Seeking clarity on commutative property

Hi! I am working on the first guided project and am cleaning the data sets. I see that I have a choice between changing the original data or making a duplicate. I can see where changing the original data may not be best practice. If I create the duplicate as an empty list I can use .append and leave the original data set unchanged.
https://bit.ly/3sIetCz

app_data = [['A', 'B', 'C', 'D'], [1, 2, 3, 4], [1, 2, 3, 4], [1, 2, 3], [1, 2, 3, 4]]
new_data_set = []

def refiner(data_set):
    for row in data_set:
        if len(row) == len(data_set[0]):
            new_data_set.append(row)
        
print(len(app_data))
print(len(new_data_set))
refiner(app_data)
print(len(app_data))
print(len(new_data_set))

and the output

5
0
5
4

But if I try to create the duplicate by copying the original, the commutative property results in a change to the original data set.
https://bit.ly/3bTJrRk

app_data = [['A', 'B', 'C', 'D'], [1, 2, 3, 4], [1, 2, 3, 4], [1, 2, 3], [1, 2, 3, 4]]
new_data_set = []
new_data_set = app_data

def refiner(data_set):
    for row in data_set:
        if len(row) != len(data_set[0]):
            row_index = data_set.index(row)
            del data_set[row_index]
        
print(len(app_data))
print(len(new_data_set))
refiner(new_data_set)
print(len(app_data))
print(len(new_data_set))

and the output

5
5
4
4

So my question is 1) what is the effect on memory if I use the first method, and 2) if that effect is large, can I use some work-around with the second method and not get stuck changing the original data.
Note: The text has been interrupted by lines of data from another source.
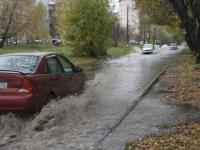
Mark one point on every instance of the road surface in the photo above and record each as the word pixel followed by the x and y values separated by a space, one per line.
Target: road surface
pixel 91 120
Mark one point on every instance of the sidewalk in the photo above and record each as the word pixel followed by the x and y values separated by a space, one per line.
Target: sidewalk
pixel 180 86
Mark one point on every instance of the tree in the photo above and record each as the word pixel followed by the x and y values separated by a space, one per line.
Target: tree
pixel 118 34
pixel 87 26
pixel 189 12
pixel 156 14
pixel 15 16
pixel 38 26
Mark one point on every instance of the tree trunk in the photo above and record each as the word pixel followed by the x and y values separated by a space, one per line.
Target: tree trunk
pixel 191 22
pixel 2 43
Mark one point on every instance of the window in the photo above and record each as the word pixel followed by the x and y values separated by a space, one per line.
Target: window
pixel 22 63
pixel 67 66
pixel 54 65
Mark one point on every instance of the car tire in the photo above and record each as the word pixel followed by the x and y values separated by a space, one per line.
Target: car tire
pixel 50 98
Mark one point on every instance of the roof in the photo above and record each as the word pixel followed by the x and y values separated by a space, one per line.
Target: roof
pixel 29 54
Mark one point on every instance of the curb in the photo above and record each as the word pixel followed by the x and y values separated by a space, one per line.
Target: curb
pixel 133 106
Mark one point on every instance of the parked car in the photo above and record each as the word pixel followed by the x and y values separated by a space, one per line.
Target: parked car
pixel 56 42
pixel 30 80
pixel 173 46
pixel 164 46
pixel 157 46
pixel 148 48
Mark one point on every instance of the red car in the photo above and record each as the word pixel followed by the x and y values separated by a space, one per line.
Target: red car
pixel 29 80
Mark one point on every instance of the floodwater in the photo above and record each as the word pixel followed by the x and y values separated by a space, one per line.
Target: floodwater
pixel 97 118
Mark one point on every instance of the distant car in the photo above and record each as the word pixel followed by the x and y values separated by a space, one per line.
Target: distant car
pixel 157 46
pixel 164 46
pixel 30 80
pixel 147 48
pixel 173 46
pixel 56 42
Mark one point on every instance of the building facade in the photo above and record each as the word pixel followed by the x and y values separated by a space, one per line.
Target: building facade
pixel 129 17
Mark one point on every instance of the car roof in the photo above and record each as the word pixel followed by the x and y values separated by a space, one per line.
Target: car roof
pixel 41 54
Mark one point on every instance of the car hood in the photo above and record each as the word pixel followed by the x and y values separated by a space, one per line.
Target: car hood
pixel 144 49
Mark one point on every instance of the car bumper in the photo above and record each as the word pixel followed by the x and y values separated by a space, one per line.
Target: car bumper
pixel 16 103
pixel 147 51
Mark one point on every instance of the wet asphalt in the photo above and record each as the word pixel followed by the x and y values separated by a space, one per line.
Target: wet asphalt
pixel 91 120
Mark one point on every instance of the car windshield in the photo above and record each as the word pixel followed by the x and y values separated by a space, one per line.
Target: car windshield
pixel 24 64
pixel 148 46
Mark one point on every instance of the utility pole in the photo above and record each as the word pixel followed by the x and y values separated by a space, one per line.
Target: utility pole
pixel 127 27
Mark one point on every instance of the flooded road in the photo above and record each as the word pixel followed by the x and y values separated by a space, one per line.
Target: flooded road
pixel 87 121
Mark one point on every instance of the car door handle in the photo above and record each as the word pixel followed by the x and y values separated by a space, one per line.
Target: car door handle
pixel 55 78
pixel 70 78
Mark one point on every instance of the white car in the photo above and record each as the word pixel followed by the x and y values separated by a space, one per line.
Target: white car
pixel 147 48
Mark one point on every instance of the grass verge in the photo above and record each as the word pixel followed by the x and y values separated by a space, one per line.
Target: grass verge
pixel 185 78
pixel 186 137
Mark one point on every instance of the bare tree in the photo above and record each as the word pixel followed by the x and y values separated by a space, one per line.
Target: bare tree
pixel 118 34
pixel 15 16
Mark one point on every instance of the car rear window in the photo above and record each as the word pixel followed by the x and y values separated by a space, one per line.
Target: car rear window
pixel 25 64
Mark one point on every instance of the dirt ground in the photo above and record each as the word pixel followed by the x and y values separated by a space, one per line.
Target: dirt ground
pixel 180 84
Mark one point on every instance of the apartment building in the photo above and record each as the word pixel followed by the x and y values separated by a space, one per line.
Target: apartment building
pixel 129 17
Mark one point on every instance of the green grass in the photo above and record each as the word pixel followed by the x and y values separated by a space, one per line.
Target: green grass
pixel 119 51
pixel 67 51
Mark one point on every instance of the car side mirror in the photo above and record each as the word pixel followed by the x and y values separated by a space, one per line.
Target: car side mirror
pixel 78 69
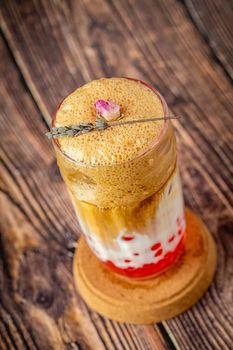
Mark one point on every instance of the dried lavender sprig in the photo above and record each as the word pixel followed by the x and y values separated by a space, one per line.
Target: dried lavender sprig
pixel 101 124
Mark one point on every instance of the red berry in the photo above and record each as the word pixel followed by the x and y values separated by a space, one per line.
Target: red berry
pixel 156 246
pixel 159 252
pixel 171 239
pixel 127 238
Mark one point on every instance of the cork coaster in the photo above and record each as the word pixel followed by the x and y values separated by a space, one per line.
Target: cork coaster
pixel 150 300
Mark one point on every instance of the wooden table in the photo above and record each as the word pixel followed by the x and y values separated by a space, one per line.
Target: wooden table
pixel 48 48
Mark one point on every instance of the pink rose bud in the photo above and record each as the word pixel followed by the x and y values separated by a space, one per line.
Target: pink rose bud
pixel 108 110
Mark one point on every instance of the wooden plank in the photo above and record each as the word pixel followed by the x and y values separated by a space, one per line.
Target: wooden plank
pixel 39 307
pixel 214 18
pixel 158 43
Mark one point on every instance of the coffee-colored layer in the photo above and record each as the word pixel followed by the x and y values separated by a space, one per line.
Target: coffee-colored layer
pixel 121 165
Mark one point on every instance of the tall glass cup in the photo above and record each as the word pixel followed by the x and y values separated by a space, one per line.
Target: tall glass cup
pixel 131 213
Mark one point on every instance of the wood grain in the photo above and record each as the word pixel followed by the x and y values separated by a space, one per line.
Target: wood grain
pixel 59 45
pixel 214 20
pixel 39 308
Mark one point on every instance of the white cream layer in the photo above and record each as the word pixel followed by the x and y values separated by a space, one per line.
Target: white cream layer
pixel 166 227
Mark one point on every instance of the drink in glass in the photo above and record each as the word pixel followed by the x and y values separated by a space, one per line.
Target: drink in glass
pixel 123 181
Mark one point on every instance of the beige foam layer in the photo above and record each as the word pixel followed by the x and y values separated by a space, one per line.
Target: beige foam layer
pixel 114 145
pixel 114 174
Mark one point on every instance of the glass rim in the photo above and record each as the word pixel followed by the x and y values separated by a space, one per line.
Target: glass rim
pixel 151 145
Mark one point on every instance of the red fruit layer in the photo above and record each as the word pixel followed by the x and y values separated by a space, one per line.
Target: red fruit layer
pixel 152 269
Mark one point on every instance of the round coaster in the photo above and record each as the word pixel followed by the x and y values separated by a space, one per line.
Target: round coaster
pixel 150 300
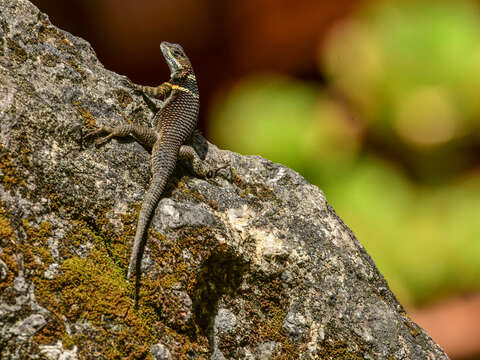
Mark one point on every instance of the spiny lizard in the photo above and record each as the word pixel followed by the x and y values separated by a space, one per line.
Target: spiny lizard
pixel 173 126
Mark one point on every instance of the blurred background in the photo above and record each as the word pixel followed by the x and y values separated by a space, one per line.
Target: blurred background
pixel 376 102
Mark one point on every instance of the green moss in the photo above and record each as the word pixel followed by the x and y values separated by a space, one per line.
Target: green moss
pixel 10 176
pixel 123 97
pixel 49 60
pixel 17 52
pixel 338 350
pixel 86 115
pixel 6 241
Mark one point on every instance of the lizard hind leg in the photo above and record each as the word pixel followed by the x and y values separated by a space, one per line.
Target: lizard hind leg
pixel 200 167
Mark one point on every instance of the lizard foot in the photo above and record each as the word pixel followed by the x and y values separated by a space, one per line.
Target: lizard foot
pixel 214 172
pixel 100 130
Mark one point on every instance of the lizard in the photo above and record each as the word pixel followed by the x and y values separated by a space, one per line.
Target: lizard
pixel 173 128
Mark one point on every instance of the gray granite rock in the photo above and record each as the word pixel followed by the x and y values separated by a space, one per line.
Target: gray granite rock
pixel 253 264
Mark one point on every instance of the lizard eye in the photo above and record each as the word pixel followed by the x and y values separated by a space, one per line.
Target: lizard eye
pixel 176 52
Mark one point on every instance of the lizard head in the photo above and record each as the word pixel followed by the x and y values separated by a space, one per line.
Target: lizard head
pixel 176 58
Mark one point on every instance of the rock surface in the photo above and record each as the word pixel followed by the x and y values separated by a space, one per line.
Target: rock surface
pixel 253 264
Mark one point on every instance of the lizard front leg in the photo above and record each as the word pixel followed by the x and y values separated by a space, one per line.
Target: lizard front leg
pixel 160 91
pixel 143 134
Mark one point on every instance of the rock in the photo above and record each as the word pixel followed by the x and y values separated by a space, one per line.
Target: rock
pixel 250 264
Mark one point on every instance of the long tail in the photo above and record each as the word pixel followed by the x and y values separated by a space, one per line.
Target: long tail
pixel 162 168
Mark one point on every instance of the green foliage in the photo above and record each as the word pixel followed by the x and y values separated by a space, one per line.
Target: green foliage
pixel 396 158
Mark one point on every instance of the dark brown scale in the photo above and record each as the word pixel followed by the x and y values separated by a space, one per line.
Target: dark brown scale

Thanks everyone. Hope you’re having a great week.

You can profile memory by some methods here: https://www.pluralsight.com/blog/tutorials/how-to-profile-memory-usage-in-python

If you don’t want to generate the full refined dataset, rather than saving the full data, you can just save the index of the rows you want to keep. A lot of data manipulation in pandas/scikit-learn is just manipulating indexes rather than the row itself.

This line in your 2nd code is doing linear search and O(n) complexity. You can do it faster by using enumerate to generate an index on the fly that moves together with the data.

Normally, a copy is needed when the same source data must be used to generate more than 1 type of analysis. If you don’t copy, the 1st analysis would have manipulated information in a way that may not be suitable for the 2nd analysis. If you don’t need this split path and it’s one way, then just manipulating in-place is fine. A lot of pandas methods have inplace parameter.

Thanks for the great answer. I take your point on using indexes instead of complete data tables. I have used enumerate a little bit in a different course but not yet in DQ.

Thanks again.

Also thanks for the link to the memory management article.